Dagster Data Engineering Glossary:
Data Engineering Terms Explained
Terms and Definitions You Need to Know as a Data Engineer
Optimistic Concurrency Control
A type of concurrency control method applied on transactional systems to handle simultaneous updates.
Optimization
The process of adjusting a system to improve its efficiency or use of resources, usually in the context of improving the performance of algorithms and models.
Orchestration
Automated configuration, coordination, and management of computer systems, middleware, and services.
Outlier Detection
The identification of rare items, events, or observations in a data set that raise suspicions due to differences in pattern or behavior from the majority of the data.
Overfitting
A modeling error that occurs when a function is too closely tailored to the training dataset; hence, the model performs well on the training dataset but poorly on new, unseen data.
P-value
A measure in statistical hypothesis testing that helps in determining the strength of the evidence that null hypothesis can be rejected.
Page Cache
A transparent cache for the pages originating from a secondary storage device such as a hard disk drive.
Pandas
A fast, powerful, flexible, and easy-to-use open-source data analysis and manipulation library built on top of Python.
Parallel Processing
A type of computation in which many calculations or processes are carried out simultaneously, suitable for tasks where many operations are independent of each other.
Parallelize
Boost execution speed of large data processing by breaking the task into many smaller concurrent tasks.
Parameter Tuning
The adjustment of weights in model training processes, with the aim of improving model accuracy, it refers to adjustments made to the internal parameters of the models.
Parquet
A columnar storage file format optimized for use with big data processing frameworks. It is highly efficient for both storage and processing, especially for complex nested data structures, and it supports schema evolution, allowing users to modify Parquet schema after data ingestion.
Partition
Data partitioning is a technique that data engineers and ML engineers use to divide data into smaller subsets for improved performance.
Partitioning
A database design technique to improve performance, manageability, or availability by splitting tables into smaller, more manageable pieces.
Pattern Recognition
A branch of machine learning that focuses on the recognition of patterns and regularities in data.
Payload
The part of the transmitted data that is the actual intended message, excluding any headers or metadata sent mainly for the purpose of the delivery of the payload.
Peer-to-Peer Network
A decentralized network where each connected computer has equal status and can interact with each other without a central server.
Percentile
A statistical measure that indicates the value below which a given percentage of observations fall in a group of observations.
Performance Tuning
The improvement of system performance, typically in computer systems and networks, by adjusting various underlying parameters and configurations.
Permutation Test
A type of statistical significance test in which the distribution of the test statistic under the null hypothesis is obtained by calculating all possible values of the test statistic under rearrangements of the labels on the observed data points.
Persistence Layer
The data access layer in a software application that stores and retrieves data from databases, files, and other storage locations.
Pipeline
A set of tools and processes chained together to automate the flow of data from source to storage, allowing for stages of transformation and analysis in between.
Polyglot Persistence
The use of various, often complementary database technologies to handle varying data storage needs within a given software application.
Polynomial Regression
A type of regression analysis in which the relationship between the independent variable x and the dependent variable y is modeled as an nth degree polynomial.
Power BI
A business analytics service by Microsoft, providing interactive visualizations with self-service business intelligence capabilities.
Precision
A metric in classification that measures the number of true positive results divided by the number of all positive results, including those not correctly identified.
Predictive Analytics
The use of data, statistical algorithms, and machine learning techniques to identify the likelihood of future outcomes based on historical data.
Predictive Modeling
The process of creating, testing, and validating a model to best predict the probability of an outcome.
Primary Key
A unique identifier for a record in a database table that helps maintain data integrity.

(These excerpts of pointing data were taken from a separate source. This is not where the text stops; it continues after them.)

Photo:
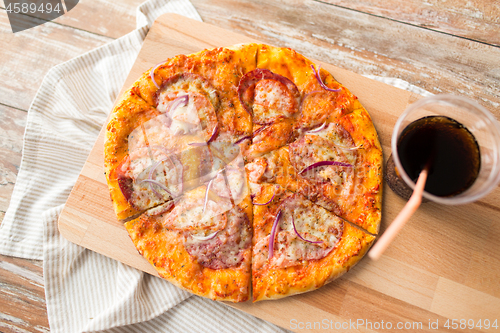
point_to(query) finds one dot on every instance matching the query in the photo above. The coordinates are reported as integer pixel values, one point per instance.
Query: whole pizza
(244, 171)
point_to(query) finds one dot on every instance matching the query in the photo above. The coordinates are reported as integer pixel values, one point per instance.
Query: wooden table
(448, 46)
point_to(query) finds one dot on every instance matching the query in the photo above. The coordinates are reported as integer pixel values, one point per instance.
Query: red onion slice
(214, 133)
(248, 137)
(305, 240)
(350, 148)
(318, 77)
(273, 235)
(152, 73)
(206, 194)
(212, 235)
(251, 78)
(150, 175)
(322, 163)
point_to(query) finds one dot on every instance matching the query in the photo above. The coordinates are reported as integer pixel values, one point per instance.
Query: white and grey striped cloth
(85, 291)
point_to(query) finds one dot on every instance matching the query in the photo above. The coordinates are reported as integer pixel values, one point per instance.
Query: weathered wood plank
(474, 19)
(22, 296)
(31, 53)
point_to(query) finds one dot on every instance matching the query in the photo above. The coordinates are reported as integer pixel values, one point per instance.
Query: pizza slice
(298, 246)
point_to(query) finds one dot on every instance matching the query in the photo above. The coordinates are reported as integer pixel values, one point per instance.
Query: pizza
(244, 172)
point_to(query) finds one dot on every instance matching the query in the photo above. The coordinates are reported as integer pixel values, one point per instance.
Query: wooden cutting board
(445, 264)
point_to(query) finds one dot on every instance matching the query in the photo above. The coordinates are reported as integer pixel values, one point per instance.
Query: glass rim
(462, 198)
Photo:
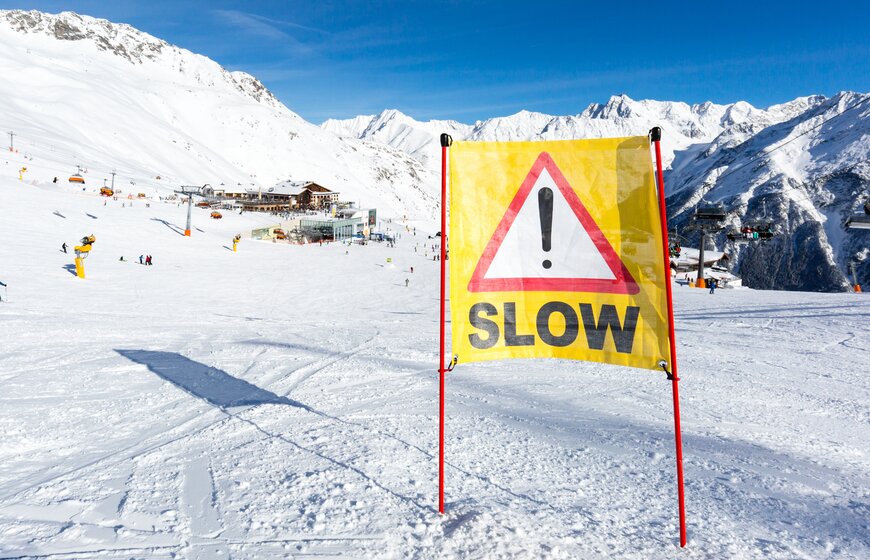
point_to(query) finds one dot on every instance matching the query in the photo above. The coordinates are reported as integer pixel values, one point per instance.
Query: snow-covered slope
(685, 124)
(391, 127)
(805, 175)
(83, 91)
(717, 152)
(281, 402)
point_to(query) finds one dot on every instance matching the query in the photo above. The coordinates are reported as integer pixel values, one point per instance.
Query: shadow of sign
(211, 384)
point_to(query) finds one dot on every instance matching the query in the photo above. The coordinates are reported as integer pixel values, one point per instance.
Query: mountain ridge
(712, 152)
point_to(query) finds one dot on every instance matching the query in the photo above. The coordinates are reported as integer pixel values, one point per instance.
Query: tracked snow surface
(281, 402)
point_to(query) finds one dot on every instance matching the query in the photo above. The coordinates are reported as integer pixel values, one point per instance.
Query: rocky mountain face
(106, 96)
(801, 166)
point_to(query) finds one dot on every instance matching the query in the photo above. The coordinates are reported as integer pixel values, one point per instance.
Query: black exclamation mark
(545, 210)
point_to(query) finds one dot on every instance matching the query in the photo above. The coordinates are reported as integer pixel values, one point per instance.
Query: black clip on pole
(664, 365)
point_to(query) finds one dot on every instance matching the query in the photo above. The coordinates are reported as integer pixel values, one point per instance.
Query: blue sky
(474, 60)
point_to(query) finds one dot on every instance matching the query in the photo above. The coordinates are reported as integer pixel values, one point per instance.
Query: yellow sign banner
(556, 251)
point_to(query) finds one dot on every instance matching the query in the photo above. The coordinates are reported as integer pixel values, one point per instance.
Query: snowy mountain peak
(118, 38)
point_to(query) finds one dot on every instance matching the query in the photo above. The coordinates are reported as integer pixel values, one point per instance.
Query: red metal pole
(656, 136)
(446, 140)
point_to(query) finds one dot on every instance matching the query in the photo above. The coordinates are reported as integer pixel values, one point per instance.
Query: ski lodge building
(283, 197)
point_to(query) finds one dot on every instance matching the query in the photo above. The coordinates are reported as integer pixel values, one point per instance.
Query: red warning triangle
(582, 258)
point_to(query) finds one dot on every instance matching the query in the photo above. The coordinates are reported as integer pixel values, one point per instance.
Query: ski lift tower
(708, 218)
(859, 221)
(190, 191)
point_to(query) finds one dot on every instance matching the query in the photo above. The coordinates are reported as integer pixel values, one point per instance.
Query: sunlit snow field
(281, 401)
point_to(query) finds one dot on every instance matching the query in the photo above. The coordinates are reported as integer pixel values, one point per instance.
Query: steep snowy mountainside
(801, 165)
(106, 96)
(684, 125)
(804, 175)
(393, 128)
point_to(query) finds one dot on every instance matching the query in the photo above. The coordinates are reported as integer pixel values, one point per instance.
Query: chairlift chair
(710, 211)
(858, 221)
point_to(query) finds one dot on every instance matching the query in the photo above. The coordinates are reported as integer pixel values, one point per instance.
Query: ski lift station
(345, 224)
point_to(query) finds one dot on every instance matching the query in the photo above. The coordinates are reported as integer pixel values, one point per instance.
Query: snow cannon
(82, 252)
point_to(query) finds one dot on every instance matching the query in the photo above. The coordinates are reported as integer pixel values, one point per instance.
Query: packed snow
(281, 401)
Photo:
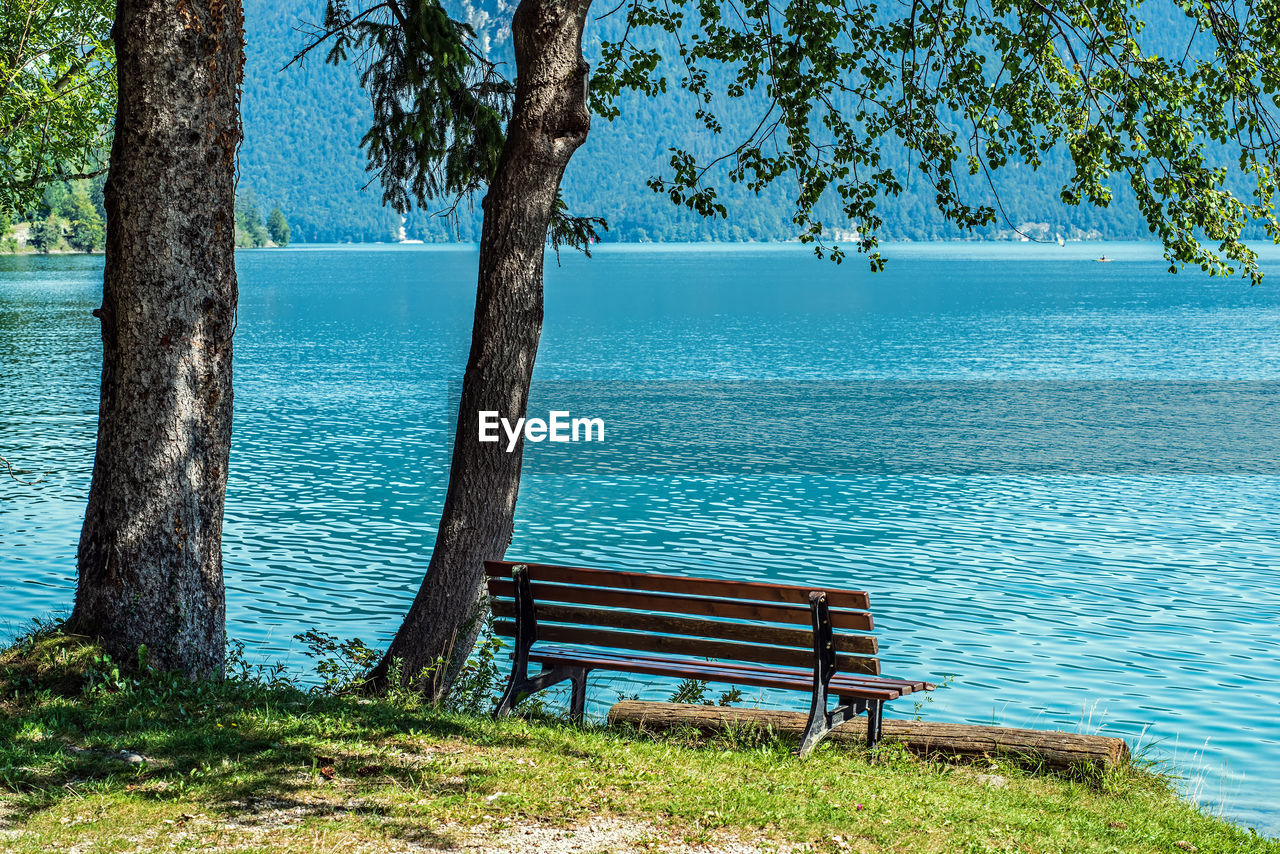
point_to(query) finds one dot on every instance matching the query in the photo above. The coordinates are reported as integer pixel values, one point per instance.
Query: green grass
(252, 766)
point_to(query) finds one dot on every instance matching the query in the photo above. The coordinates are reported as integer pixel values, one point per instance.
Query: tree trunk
(150, 553)
(549, 122)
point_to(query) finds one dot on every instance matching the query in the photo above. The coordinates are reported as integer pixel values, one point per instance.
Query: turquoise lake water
(1059, 480)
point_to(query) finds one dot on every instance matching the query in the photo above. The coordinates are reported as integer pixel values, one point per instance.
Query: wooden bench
(572, 620)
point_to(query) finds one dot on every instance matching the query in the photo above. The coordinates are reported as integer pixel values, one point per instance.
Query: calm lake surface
(772, 416)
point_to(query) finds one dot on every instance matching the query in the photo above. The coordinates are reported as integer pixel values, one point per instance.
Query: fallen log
(1057, 750)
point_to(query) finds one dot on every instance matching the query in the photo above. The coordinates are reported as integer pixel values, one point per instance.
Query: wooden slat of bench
(720, 629)
(713, 674)
(903, 685)
(676, 645)
(501, 588)
(740, 590)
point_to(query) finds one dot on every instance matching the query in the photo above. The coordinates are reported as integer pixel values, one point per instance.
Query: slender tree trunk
(548, 123)
(150, 552)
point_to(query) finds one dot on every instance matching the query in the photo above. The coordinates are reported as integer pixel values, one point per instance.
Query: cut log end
(1041, 748)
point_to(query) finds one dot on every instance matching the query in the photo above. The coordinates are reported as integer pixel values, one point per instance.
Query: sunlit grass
(260, 767)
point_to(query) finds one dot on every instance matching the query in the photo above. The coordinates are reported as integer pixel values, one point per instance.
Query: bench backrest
(746, 621)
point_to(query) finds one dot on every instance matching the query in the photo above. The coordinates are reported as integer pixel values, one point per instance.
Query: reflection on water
(1142, 601)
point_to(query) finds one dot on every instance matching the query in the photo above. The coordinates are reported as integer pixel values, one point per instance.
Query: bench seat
(878, 688)
(575, 620)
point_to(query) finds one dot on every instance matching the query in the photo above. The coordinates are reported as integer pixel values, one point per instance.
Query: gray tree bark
(150, 552)
(549, 122)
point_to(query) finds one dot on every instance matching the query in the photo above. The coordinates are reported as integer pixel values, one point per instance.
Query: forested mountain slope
(301, 151)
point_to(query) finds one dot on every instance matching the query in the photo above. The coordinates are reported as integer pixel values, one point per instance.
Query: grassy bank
(97, 759)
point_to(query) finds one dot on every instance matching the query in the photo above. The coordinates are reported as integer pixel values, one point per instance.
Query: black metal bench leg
(577, 699)
(873, 722)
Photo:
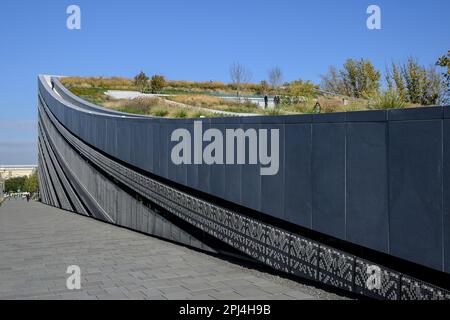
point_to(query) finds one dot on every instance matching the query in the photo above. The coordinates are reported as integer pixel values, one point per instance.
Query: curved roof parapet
(55, 86)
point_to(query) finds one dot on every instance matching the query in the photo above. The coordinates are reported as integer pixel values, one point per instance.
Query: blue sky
(197, 40)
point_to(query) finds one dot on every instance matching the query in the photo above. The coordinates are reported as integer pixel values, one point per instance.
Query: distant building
(8, 172)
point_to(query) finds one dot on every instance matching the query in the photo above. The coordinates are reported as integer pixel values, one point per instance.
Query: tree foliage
(239, 75)
(275, 77)
(15, 184)
(415, 83)
(357, 78)
(22, 184)
(302, 88)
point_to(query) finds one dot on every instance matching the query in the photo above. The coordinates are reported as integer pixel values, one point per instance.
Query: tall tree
(358, 79)
(275, 78)
(444, 62)
(239, 75)
(415, 83)
(157, 83)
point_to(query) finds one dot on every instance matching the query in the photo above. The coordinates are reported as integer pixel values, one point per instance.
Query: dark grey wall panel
(415, 161)
(328, 178)
(217, 173)
(272, 187)
(446, 196)
(331, 176)
(297, 174)
(367, 185)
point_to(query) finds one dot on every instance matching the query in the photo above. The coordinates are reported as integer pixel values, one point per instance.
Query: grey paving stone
(38, 243)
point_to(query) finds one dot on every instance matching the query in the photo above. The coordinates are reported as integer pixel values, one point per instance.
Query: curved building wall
(375, 179)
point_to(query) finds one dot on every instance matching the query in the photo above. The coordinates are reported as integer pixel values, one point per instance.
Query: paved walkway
(116, 94)
(38, 243)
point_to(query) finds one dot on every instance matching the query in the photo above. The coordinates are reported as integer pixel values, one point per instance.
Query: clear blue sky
(197, 40)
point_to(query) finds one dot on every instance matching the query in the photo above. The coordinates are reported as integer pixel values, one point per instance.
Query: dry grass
(154, 106)
(98, 82)
(216, 103)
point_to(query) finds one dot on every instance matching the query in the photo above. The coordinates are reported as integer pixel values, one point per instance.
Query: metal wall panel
(367, 185)
(333, 177)
(415, 167)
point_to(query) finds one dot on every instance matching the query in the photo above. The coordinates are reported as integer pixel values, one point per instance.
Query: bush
(160, 111)
(180, 113)
(389, 99)
(157, 83)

Principal Component Analysis (PCA)
A dimensionality reduction technique used to emphasize variation and bring out strong patterns in a dataset, often used before fitting a machine learning model to the data.
Probabilistic Data Structure
A high-performance, low-memory data structure that provides approximations to set operations, often used for tasks like membership tests, frequency counting, and finding heavy hitters.
Process
Manipulation of data to convert it from one form to another or to reduce it to a more manageable state.
Process Isolation
A form of data security which prevents running processes from interacting with each other, often used in multitasking operating systems to increase security and stability.
Profile
Generate statistical summaries and distributions of data to understand its characteristics.
Programmatic Advertising
The automated buying and selling of online advertising, optimizing based on algorithms and data.
Projection
A database operation that returns a set of columns (attributes) in a table, reducing the number of columns in the resultant relation.
Protobuf (Protocol Buffers)
Developed by Google, it is a method developed to serialize structured data, like XML and JSON. It is both simpler and more efficient than both XML and JSON. Protobuf is language-agnostic, making it highly versatile for different systems.
Prototyping
The process of quickly creating a working model (a prototype) of a part of a system, allowing for faster and more efficient final design and development.
Pseudonymization
A data management and de-identification procedure by which personally identifiable information fields within a data record are replaced by one or more artificial identifiers.
Pub/Sub (Publish/Subscribe)
A messaging pattern where senders of messages (publishers) do not prepare the messages to be sent directly to specific receivers (subscribers), defining classes of messages into topics.
Pull Request
A method of submitting contributions to an open development project, often used in collaborative development to manage changes from multiple contributors.
Push Notification
A message that pops up on a mobile device or desktop from an app or website, typically used to deliver updates, news, or promotions.
PyTorch
An open-source machine learning library for Python, developed by Facebook’s AI Research lab.
Python Pickle
A module in Python used for serializing and de-serializing Python object structures, converting Python objects into a byte stream.
QlikView
A Business Intelligence (BI) tool ideal for data visualization, analytics development, and reporting.
Quantile
A data point or set of data points in a dataset that divide your data into “parts” of equal probability, such as the median, quartiles, percentiles, etc.
Quantum Computing
A type of computation that takes advantage of the quantum states of particles to store information, potentially allowing for the solving of complex problems much faster than classical computers can.
Query Language
A type of computer language that requests and retrieves data from database management systems.
Query Optimization
The process of choosing the most efficient means of executing a SQL statement, usually involving the optimization of SQL queries and projections, and the choice of optimal query plans.